To create the secret file, remember you need to log in with faas-cli first, for a refresher look at Part IV of this series.

Now that we have our secrets file, we need to change our code to use it.

First we edit the first line of script.ps1 in the handler folder. We need to change the secret name to whatever we named it in the cli – here, I change it to: vcconfig-hostmaint

Looking again at the stack.yml file, we have additional problems. We built a new secret, so we can change the secrets: section to point to vcconfig-hostmaint. Our gateway needs to point to our VEBA appliance. Then we need to worry about our image. Because we changed PowerShell code, we have to rebuild the container image that runs the code. Otherwise, the container that launches is the default container that ships with the VEBA appliance.

 

We sign up for a Docker account

 

Now we download and install Docker Desktop. The installation is simple, you can find the official installation documentation here.

 

After installation there’s a little whale icon in my system tray

I right-click and log in with the account I just created

 

 

Now when I right-click the whale, it shows that I’m signed in.

Now we edit the stack.yml file.  We make sure our gateway is pointing to our VEBA. We change the secrets to point to our new secret. And we change the image name – the account name gets changed to the Docker account that we just created.

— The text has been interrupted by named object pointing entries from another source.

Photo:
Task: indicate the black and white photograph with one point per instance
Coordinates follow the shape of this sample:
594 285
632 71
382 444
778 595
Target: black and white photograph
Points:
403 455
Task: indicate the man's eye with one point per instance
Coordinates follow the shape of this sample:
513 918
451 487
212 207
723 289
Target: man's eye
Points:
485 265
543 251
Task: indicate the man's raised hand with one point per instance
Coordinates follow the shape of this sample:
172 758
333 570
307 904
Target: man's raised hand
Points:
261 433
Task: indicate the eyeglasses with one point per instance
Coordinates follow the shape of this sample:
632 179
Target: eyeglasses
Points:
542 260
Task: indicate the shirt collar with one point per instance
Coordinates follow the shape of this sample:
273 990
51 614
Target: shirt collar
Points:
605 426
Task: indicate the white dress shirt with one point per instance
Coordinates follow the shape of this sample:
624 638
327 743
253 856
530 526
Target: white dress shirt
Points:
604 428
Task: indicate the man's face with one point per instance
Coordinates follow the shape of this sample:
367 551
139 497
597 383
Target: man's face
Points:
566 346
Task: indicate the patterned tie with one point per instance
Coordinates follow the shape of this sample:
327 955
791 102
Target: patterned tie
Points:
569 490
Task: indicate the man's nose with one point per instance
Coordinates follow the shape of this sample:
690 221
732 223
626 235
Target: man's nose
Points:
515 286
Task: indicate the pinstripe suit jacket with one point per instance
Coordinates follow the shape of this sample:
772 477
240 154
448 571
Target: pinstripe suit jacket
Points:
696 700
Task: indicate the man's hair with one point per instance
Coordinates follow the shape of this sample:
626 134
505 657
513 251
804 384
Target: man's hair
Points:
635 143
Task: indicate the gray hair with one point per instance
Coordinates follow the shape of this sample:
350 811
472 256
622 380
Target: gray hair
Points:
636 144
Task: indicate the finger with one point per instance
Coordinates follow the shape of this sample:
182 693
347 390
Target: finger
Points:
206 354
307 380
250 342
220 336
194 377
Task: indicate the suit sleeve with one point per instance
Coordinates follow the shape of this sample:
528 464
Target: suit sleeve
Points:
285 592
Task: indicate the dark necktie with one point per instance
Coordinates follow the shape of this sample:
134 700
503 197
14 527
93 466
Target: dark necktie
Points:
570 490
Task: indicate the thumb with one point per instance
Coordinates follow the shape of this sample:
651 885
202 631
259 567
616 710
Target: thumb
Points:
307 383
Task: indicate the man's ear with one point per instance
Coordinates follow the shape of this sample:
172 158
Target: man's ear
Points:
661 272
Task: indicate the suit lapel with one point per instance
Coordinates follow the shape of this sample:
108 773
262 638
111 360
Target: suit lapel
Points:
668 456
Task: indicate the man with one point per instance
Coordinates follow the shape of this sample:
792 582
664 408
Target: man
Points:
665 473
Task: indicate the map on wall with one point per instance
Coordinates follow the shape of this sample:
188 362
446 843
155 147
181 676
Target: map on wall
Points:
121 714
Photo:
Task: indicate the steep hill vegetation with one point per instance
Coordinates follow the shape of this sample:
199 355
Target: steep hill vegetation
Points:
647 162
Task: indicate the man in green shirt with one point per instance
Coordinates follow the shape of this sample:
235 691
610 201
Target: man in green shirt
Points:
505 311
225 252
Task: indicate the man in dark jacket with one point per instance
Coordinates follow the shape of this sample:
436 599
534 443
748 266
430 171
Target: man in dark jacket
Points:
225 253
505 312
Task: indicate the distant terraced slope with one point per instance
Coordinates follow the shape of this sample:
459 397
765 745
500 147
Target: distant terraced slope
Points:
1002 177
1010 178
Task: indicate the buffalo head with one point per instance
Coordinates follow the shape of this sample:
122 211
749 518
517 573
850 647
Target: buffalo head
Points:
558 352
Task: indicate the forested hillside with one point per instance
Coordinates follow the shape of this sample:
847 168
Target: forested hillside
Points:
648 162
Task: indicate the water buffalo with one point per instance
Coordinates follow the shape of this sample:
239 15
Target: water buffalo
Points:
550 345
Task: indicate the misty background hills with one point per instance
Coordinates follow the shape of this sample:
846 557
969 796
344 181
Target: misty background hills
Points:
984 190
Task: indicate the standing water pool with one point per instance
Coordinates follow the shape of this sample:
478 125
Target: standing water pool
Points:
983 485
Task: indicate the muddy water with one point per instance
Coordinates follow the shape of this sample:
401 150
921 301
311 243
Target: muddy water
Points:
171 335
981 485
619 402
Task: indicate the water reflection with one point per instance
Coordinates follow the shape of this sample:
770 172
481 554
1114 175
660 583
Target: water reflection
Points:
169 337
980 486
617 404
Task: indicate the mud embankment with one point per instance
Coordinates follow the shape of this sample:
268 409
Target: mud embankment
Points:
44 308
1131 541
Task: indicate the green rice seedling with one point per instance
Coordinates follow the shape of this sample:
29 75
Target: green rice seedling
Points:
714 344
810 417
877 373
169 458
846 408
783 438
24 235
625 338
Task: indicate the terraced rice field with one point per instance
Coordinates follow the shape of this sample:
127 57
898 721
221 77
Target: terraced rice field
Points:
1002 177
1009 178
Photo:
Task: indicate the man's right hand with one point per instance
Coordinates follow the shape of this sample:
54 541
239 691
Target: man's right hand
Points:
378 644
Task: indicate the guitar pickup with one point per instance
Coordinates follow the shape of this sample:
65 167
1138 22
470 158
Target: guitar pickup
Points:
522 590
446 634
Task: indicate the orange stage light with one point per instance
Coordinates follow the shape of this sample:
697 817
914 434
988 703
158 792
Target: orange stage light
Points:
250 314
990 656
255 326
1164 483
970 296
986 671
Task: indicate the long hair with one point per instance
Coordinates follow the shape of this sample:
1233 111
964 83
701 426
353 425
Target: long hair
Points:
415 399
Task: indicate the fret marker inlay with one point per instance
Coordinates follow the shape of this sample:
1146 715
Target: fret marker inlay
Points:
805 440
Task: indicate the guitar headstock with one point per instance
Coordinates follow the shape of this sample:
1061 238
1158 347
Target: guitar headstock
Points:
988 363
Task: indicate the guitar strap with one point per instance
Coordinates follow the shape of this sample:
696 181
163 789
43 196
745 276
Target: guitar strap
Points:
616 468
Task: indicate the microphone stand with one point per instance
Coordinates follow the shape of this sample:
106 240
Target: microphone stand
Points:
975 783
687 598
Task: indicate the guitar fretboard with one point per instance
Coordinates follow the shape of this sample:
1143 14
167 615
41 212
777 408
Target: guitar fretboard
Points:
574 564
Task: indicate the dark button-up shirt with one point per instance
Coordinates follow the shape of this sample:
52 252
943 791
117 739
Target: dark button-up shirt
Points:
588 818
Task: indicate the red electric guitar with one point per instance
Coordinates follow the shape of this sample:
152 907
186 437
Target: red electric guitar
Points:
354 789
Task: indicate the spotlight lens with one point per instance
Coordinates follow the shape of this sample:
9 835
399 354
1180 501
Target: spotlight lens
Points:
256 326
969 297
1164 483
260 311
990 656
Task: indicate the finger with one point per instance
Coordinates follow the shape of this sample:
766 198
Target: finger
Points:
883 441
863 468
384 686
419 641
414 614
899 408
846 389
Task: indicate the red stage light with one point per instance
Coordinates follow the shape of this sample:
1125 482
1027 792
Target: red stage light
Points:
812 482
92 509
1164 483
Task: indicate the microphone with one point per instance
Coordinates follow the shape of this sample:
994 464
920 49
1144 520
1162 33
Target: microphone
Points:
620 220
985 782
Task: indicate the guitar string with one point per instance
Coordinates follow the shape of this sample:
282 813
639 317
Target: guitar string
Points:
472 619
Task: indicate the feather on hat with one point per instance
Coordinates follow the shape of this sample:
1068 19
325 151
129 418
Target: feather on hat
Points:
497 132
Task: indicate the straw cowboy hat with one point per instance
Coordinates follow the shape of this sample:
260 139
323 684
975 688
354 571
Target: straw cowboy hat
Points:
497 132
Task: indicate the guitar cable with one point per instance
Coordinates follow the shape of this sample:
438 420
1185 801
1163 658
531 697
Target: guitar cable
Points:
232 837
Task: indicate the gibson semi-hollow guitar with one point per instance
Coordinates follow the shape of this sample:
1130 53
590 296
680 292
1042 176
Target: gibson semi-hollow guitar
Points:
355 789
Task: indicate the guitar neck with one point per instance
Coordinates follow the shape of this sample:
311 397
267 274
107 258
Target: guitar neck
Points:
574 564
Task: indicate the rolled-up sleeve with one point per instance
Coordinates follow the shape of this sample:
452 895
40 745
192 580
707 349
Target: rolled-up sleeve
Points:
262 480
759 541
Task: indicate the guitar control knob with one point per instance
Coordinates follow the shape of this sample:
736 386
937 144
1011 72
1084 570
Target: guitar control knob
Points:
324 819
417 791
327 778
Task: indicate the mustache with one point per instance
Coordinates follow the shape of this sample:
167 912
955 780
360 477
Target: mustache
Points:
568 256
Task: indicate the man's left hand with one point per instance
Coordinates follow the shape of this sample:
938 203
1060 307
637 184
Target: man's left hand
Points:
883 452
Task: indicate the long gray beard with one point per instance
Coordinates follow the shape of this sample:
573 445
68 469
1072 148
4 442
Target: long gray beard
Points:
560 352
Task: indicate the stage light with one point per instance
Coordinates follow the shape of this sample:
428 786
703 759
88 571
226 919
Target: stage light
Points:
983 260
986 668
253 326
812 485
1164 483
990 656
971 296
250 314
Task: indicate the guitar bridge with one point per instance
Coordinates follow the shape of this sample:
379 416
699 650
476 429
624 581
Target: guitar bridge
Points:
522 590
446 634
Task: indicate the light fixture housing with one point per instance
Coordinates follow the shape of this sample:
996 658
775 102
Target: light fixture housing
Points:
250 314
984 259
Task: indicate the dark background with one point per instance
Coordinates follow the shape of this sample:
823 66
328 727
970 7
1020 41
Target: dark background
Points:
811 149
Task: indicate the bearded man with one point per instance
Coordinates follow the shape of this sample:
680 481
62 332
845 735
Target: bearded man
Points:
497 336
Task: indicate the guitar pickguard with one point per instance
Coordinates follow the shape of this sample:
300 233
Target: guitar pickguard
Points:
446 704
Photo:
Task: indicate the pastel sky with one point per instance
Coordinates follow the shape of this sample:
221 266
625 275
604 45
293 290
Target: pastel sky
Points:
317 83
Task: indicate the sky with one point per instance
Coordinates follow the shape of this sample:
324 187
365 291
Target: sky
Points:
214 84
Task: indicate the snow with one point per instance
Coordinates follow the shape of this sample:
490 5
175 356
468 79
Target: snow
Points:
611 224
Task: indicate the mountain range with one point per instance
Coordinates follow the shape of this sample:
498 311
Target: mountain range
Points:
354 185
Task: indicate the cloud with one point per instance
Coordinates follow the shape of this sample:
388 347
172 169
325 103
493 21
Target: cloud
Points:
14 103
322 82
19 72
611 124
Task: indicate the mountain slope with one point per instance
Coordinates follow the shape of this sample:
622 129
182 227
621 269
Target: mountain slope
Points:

Now we need to build, push, and deploy our new container image. The faas-cli function creation documentation shows us the commands we need to use.

First, we need to log in to Docker. Since I had no experience with Docker, it took me forever to figure out this seemingly simple task. I tried many different ways, but all failed with an Unauthorized error.

The simple answer is to make sure you’re logged into the Docker desktop

Then you issue a docker login command with no arguments. Just docker login.

 

We now issue the faas-cli build -f stack.yml command.

Multiple screens of information scroll past, but we end with a successful build.

Now we push the containers into the Docker registry with faas-cli push -f stack.yml

Now we deploy the container to our VEBA with faas-cli deploy -f stack.yml –tls-no-verify

PROTIP: Once you understand what the 3 commands do – build, push, deploy – you can use a nifty OpenFaaS shortcut command: faas-cli up –tls-no-verify
This command runs build, push, and deploy in sequence, automatically.

Now we log into vCenter and look at the Alarm actions on a host. They are currently enabled.

 

After entering maintenance mode, the alarm actions have been disabled by our function

 

Now we exit maintenance mode and our function enables alarm actions. Success!

 

Finally, we want to verify that we did not break our other Python function, the one that tags a VM when it powers on. We check our test VM and see it has no tags.

After power on, a tag has been applied. Now we have both functions working!

We have now successfully deployed our PowerShell host maintenance function! In Part VIII, we will look at some troubleshooting techniques.